Ele é um constante vir-a-ser, lançado nessa trama de relações significativas que compõe o mundo, tendo que lidar com as solicitações, os limites e as oportunidades que o mundo oferece. Podemos dizer que o homem é uma história que está acontecendo. Nessa história algumas coisas são determinadas pelo mundo, pela facticidade – o lugar que se nasce, a época em que se vive, a família na qual se chega. Outras tantas são escolhas feitas a partir de um entendimento próprio, de como cada um percebe a si mesmo, ao mundo e ao outro.

 

Essa é uma característica fundamental do ser humano: ser abertura que acolhe tudo aquilo que vem ao encontro, atribuindo significados que constroem a trama da vida, a trama de cada história. O que vem ao encontro dessa abertura são os acontecimentos que afetam esse homem ao longo de sua trajetória, impulsionando-o em direção às escolhas possíveis.

 

Nesse sentido podemos perceber que cada pessoa é uma história única. Esse é um dos grandes legados que o pensamento fenomenológico-existencial nos deixa – a liberdade de olhar para cada ser humano respeitando o que nele é mais precioso, ou seja, a sua história, a sua maneira de olhar o mundo, a maneira como cada um significa seus acontecimentos vividos.

 

E o interessante é que esses significados não são estáticos, eles podem mudar na medida em que novos acontecimentos são acolhidos na história da pessoa, contribuindo para uma compreensão mais ampla do vivido.
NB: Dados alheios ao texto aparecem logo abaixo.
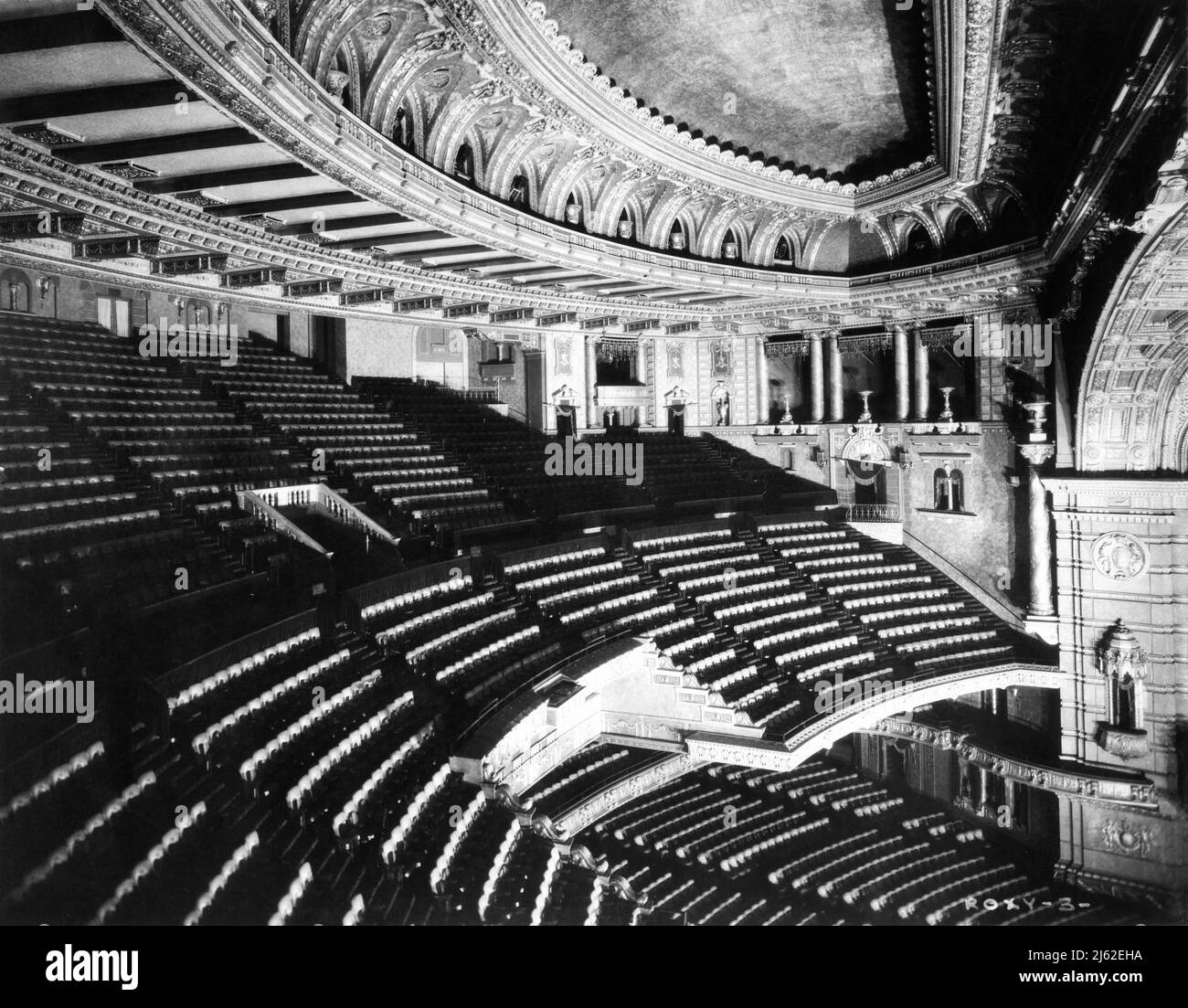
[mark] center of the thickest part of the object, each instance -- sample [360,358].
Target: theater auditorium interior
[886,299]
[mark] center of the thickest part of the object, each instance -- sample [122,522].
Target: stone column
[835,398]
[642,375]
[764,380]
[590,382]
[922,387]
[986,802]
[816,378]
[1040,529]
[902,390]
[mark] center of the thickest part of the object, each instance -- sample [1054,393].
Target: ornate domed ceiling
[820,87]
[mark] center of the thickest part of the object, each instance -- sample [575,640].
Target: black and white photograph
[594,462]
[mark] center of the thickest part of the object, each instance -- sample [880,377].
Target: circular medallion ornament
[1119,557]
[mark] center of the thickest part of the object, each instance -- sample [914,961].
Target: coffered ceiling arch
[514,157]
[410,56]
[768,234]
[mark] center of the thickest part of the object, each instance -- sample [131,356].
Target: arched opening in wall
[518,194]
[15,292]
[677,238]
[918,246]
[1013,222]
[729,249]
[626,228]
[403,133]
[949,489]
[463,164]
[573,210]
[965,237]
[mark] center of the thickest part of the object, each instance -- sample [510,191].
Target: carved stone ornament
[1120,557]
[1120,836]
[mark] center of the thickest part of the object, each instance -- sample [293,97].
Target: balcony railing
[874,513]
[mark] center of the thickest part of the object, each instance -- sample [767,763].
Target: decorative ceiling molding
[261,87]
[494,51]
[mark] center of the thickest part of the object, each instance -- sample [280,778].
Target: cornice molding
[531,54]
[224,51]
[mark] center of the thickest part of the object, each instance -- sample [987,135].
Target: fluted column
[764,382]
[986,802]
[922,388]
[1040,529]
[816,378]
[642,375]
[590,382]
[835,399]
[902,391]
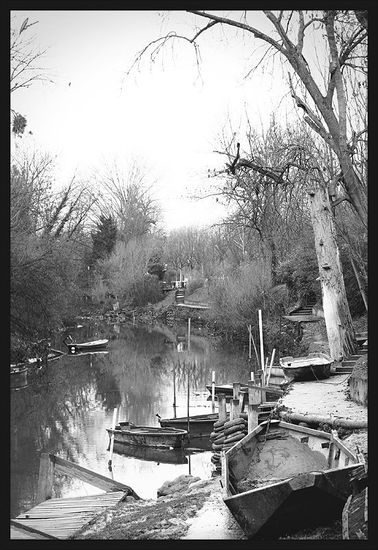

Algo que em determinado momento era muito importante pode deixar de ser em outra fase, ideias podem perder o sentido, significados podem mudar de feição, aquela dor insuportável por uma decepção pode caminhar para um aprendizado rico e que tenha novos contornos significativos.

 

Essa fluidez é o que caracteriza o ser humano – fluxo de ideias, de sentimentos, de significados. Ao mesmo tempo em que nos dá uma sensação de liberdade muito boa (não precisamos ficar presos a nada para sempre!), também nos coloca diante da angústia de nos darmos conta que tudo muda o tempo todo!

 

O passado está determinado em termos de fatos ocorridos, mas nunca em relação aos significados que esses fatos ganham em cada momento da vida de uma pessoa. Essa possibilidade de ressignificar experiências vividas permite ao ser humano superar obstáculos que restringem o seu viver presente. Ninguém pode mudar o passado naquilo que ocorreu de fato, mas pode dar contornos mais saudáveis à própria história, de forma que o passado não seja arrastado como um peso que restrinja o presente. De certo modo, é isso que as pessoas buscam na terapia – desvelar novas possibilidades de ser no presente, ressignificando sua história e construindo um projeto de vida mais autêntico.

 

Viver, portanto, é estar lançado no presente, cercado de indeterminações, mas exercendo a liberdade de escolha que nos torna autores de nossa própria história.